A primary is contested when more candidates file to run than there are nominations available, meaning at least one candidate must lose.
Of the 56 contested primaries, there are 23 for Democrats and 33 for Republicans. For Democrats, this is up from 17 in 2020, a 35% increase. For Republicans, the number increased 43% from 23 in 2020.
Twenty-six primaries feature an incumbent: eight Democrats and 18 Republicans. This represents 30% of all incumbents who filed for re-election, the highest rate of incumbents in contested primaries compared of the preceding five election cycles.
Overall, 261 major party candidates—120 Democrats and 141 Republicans—filed to run. All of the state’s 99 House districts and 17 of the 33 Senate districts are holding elections this year.
Thirty-one of those districts are open, guaranteeing that at least 23% of the state legislature will be represented by newcomers next year.
Ohio has had a Republican trifecta since 2010 when the party won control of the governorship and state House.

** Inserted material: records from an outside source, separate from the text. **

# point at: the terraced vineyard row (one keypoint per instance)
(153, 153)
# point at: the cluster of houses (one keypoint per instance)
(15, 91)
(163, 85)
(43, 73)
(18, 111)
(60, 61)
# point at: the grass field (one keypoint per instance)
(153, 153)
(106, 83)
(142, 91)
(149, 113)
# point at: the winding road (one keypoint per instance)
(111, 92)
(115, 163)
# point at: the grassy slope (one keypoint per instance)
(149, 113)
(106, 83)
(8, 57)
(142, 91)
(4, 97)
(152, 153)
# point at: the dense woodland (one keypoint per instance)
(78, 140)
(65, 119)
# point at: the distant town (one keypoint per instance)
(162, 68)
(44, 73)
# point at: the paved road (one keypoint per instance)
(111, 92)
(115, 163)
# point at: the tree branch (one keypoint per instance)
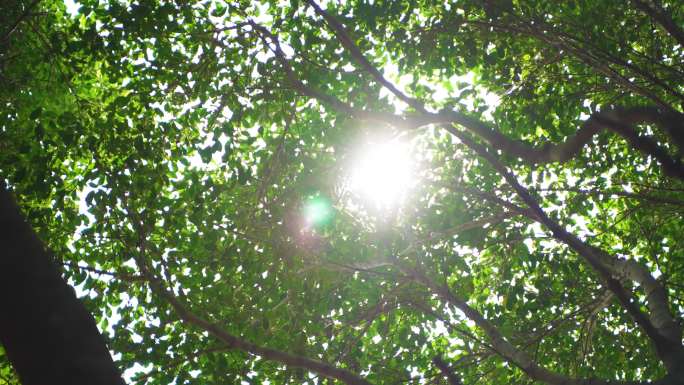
(348, 43)
(319, 367)
(658, 327)
(662, 18)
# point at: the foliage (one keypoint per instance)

Republicans currently hold a 25-8 majority in the Senate and a 64-35 majority in the House.
Ohio’s state legislative primaries are scheduled for August 2, the 11th statewide primary date of the 2022 state legislative election cycle, and the state’s second statewide primary this year. Voters previously decided state executive and congressional primaries on May 3, with state legislative primaries delayed due to litigation regarding redistricting.